A scientifically valid study would be designed to independently test, not to corroborate, a preconceived notion. The complete opposite of studies conducted in homeopathy
Good bedside manner is based on common decency, respect, honesty and compassion, whereas intentional fraudulent misinformation(lies) to make money off patients is based on greed and deception, and is not good bedside manner and should not be allowed in modern societies, no matter how “polite” one acts. Most con artists have “good bedside manner” but their goals are despicable.
The difference between the two studies in how patients were primed is not clear but it looks as if the first study involved explicit priming by contrast with the implicit priming employed in second study. This might explain the difference in priming effectiveness found in the two studies.
The Kaptchuk study mentioned in the comments employed heavy-duty explicit priming throughout and even before the trial, advertising itself to prospective participants as an experiment in “mind-body” medicine: Self-selecting placebo responders were likely to have been well represented in the trial.
The placebo responder/non-responder dichotomy is exemplified in the first study mentioned here. The ANOVA analysis is instructive. Doctor’s performance just scraped statistical significance; interaction was far more significant but far and away the most significant factor was – responsiveness. The placebo response relies heavily upon the suggestibility of patients.
I think this fact makes the systematic employment of the effect highly problematic in terms of ethics. Explicit suggestion by medical professionals of possible benefits of a purported treatment which depends entirely on the effectiveness of suggestion itself on a small sub-group of the general population seems like an extremely dubious way to go, as a general practice.

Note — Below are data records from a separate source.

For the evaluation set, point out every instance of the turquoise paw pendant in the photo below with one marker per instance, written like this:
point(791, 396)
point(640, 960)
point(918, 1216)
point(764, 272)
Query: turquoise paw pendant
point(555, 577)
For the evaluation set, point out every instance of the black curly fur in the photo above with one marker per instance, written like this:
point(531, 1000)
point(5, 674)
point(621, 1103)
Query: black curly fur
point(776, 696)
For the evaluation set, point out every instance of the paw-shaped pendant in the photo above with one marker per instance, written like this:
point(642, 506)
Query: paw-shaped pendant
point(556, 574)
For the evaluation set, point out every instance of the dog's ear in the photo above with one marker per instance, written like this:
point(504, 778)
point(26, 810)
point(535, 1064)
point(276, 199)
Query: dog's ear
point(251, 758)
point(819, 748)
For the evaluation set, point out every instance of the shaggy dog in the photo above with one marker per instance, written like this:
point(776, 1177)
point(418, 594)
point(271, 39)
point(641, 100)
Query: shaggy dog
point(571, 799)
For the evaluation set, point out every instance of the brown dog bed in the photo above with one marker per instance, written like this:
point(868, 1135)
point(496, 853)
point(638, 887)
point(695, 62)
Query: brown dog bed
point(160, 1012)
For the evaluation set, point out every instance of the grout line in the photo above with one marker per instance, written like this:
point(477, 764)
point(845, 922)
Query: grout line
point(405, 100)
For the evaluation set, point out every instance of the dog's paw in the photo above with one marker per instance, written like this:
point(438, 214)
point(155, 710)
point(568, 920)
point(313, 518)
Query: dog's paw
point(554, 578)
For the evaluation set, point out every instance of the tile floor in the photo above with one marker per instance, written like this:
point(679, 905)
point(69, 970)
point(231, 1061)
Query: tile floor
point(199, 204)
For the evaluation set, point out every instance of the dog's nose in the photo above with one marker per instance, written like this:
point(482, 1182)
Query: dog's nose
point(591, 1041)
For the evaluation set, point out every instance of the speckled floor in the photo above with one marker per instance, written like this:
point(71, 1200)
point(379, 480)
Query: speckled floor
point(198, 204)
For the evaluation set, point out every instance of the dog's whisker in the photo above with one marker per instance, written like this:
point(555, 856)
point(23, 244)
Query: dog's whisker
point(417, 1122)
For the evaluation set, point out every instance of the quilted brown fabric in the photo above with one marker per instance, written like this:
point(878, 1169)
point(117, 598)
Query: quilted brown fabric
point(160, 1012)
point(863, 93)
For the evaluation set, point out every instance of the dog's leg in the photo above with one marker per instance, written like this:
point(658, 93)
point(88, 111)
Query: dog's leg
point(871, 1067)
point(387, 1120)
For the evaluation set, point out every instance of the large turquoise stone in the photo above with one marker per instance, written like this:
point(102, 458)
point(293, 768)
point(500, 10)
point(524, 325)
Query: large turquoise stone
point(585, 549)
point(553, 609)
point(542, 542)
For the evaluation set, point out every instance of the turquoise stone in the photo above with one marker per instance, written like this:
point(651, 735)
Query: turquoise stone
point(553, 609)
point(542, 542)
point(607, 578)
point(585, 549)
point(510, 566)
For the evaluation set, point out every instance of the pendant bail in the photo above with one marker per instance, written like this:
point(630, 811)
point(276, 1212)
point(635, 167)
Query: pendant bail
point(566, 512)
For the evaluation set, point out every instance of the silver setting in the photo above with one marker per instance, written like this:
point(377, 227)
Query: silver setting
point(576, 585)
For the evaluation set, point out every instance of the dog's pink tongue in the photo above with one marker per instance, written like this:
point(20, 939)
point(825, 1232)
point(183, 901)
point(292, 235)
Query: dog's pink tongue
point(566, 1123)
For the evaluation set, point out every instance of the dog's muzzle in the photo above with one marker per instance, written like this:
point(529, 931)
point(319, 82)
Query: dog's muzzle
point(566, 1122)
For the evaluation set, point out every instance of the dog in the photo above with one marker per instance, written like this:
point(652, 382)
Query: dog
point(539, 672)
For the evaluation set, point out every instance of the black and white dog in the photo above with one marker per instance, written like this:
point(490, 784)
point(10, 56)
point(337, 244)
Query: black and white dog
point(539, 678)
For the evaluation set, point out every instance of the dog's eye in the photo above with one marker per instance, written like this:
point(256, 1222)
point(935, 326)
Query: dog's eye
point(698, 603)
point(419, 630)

I don’t think these studies show any reduction in the pain experienced by the subjects, just a modification of the point at which they complain. Similar to studies that found reduced pain reported but no change in on-demand painkiller use. If this is a possible explanation then there is very little “mind-body” effect and a lot of reporting effect. Clinical use of placebo in that case is shutting the patient up not helping them. That has contributed to difficult to diagnose patients going for years without effective help.